How To Write Better SQL Queries: The Definitive Guide – Part 1

Most forget that SQL isn’t just about writing queries, which is just the first step down the road. Ensuring that queries are performant or that they fit the context that you’re working in is a whole other thing. This SQL tutorial will provide you with a small peek at some steps that you can go through to evaluate your query.



By Karlijn Willems, Data Science Journalist & DataCamp Contributor.

Structured Query Language (SQL) is an indispensable skill in the data science industry and generally speaking, learning this skill is fairly easy. However, most forget that SQL isn’t just about writing queries, which is just the first step down the road. Ensuring that queries are performant or that they fit the context that you’re working in is a whole other thing.

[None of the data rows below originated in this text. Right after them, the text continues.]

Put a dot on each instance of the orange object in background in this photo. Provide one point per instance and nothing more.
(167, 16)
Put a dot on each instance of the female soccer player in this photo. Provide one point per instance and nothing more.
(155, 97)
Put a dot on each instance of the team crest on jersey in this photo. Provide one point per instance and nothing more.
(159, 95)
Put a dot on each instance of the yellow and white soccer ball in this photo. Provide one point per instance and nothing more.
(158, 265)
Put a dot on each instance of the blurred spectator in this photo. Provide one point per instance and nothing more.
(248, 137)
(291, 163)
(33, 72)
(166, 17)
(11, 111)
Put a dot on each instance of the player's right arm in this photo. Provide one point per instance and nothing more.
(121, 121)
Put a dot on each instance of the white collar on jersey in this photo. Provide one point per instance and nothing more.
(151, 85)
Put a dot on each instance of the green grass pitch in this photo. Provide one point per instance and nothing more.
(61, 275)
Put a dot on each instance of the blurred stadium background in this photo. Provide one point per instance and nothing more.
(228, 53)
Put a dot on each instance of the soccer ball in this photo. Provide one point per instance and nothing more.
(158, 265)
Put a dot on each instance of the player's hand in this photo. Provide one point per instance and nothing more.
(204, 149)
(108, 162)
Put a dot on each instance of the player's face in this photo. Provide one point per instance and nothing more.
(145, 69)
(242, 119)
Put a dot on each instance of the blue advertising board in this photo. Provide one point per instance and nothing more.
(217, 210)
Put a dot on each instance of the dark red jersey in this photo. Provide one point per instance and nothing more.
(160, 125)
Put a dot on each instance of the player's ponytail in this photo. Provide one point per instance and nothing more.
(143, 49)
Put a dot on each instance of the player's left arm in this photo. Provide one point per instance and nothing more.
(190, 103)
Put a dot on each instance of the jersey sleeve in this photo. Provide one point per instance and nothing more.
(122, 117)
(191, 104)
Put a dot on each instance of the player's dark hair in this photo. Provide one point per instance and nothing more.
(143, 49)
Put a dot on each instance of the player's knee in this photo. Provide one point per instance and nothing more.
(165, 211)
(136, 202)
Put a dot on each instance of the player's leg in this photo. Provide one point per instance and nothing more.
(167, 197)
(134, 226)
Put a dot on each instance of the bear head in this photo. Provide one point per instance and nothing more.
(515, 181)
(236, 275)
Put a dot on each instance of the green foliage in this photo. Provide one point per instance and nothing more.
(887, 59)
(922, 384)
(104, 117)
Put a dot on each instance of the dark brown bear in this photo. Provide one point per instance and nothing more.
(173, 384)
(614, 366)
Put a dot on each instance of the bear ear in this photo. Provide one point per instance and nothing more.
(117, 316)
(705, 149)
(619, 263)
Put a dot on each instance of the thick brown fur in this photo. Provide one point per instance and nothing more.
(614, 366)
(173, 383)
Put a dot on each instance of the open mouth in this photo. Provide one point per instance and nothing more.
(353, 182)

That’s why this SQL tutorial will provide you with a small peek at some steps that you can go through to evaluate your query:

  • First off, you’ll start with a short overview of the importance of learning SQL for jobs in data science;
  • Next, you’ll first learn more about how SQL query processing and execution so that you can properly understand the importance of writing qualitative queries: more specifically, you’ll see that the query is parsed, rewritten, optimized and finally evaluated;
  • With that in mind, you’ll not only go over some query anti-patterns that beginners make when writing queries, but you’ll also learn more about alternatives and solutions to those possible mistakes; You’ll also learn more about the set-based versus the procedural approach to querying.
  • You’ll also see that these anti-patterns stem from performance concerns and that, besides the “manual” approach to improving SQL queries, you can analyze your queries also in a more structured, in-depth way by making use of some other tools that help you to see the query plan; And,
  • You’ll briefly go more into time complexity and the big O notation to get an idea about the time complexity of an execution plan before you execute your query; Lastly,
  • You’ll briefly get some pointers on how you can tune your query further.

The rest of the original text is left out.